Creating Traffic Generators in Python and C++ - 2022.1 English

Versal ACAP AI Engine Programming Environment User Guide (UG1076)

Document ID
UG1076
Release Date
2022-05-25
Version
2022.1 English

Overview

Simulation and Emulation using external traffic generators can be run by launching the simulator/emulator and the traffic generator (TG) at the same time (in parallel). These TG can be written either in Python or in C++, using multi-threading capabilities of these two languages.

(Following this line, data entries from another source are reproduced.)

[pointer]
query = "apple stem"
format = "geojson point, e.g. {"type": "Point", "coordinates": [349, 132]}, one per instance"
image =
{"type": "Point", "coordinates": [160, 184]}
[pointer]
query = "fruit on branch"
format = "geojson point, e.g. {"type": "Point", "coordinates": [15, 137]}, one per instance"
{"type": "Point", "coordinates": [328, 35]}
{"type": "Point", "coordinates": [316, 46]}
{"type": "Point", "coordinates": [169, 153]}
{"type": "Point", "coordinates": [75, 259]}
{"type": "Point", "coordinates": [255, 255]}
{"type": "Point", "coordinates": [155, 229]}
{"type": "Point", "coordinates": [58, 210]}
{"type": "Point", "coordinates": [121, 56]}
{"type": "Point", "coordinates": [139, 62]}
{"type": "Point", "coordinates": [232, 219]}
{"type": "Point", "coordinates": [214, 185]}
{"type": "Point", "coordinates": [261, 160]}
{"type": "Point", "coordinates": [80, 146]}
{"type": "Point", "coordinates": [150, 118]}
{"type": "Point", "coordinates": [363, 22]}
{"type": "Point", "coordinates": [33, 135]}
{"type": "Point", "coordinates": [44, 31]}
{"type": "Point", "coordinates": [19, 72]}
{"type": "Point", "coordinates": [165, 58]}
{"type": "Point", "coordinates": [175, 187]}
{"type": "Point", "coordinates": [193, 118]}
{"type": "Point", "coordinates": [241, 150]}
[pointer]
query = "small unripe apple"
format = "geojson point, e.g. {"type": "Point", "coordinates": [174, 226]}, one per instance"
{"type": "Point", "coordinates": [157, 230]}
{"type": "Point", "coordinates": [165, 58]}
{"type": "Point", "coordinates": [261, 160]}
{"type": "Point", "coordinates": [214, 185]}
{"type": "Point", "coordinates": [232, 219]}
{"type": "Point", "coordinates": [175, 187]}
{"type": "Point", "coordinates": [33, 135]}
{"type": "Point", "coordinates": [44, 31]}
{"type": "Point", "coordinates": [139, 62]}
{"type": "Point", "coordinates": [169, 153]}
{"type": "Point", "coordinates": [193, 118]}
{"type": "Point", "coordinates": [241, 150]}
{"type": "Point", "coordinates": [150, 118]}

Writing a Traffic Generator in Python

Writing the traffic generator in Python requires various libraries to be imported:
# Mandatory
import os, sys

import multiprocessing as mp
import threading
import struct

from xilinx_xtlm import ipc_axis_master_util
from xilinx_xtlm import ipc_axis_slave_util
from xilinx_xtlm import xtlm_ipc

# Optionnal, just for ease of use
import numpy as np
import logging
Each port to/from the AI Engine array should be handled by a function that is launched as a separated process. First, a blocking transport utility should be created. The blocking transport utility will be used in the port handling function:
mm2s_util = ipc_axis_master_util("DataIn1")
self.s2mm_util = ipc_axis_slave_util("DataOut1")
The function handling the port (mm2s in the below example) should be launched as a separate process:
tx = mp.Process(target=mm2s)
tx.start()
At the end of the function the process should be stopped:
tx.join()
This is a blocking function that waits for the end of the function before ending the process.
A mechanism exists to communicate between the parent process and the child process: pipes. The parent process declares the pipe and the communication is operated using send and recv functions:
parent0, child0 = mp.Pipe()

child0.send(Tx_data)
Rx_data = parent0.recv()
If the port is an AI Engine to programmable logic port, the data must first be read from the port:
self.s2mm_util = ipc_axis_slave_util("DataOut1")
The variable payload is actually a structure that contains different fields:
  • data_length is the number of bytes of the data.
  • data is the data itself.
  • tlast is the TLAST flag which is set to true or false.
If the port is a programmable logic to AI Engine port, you first must create a packet:
payload = xtlm_ipc.axi_stream_packet()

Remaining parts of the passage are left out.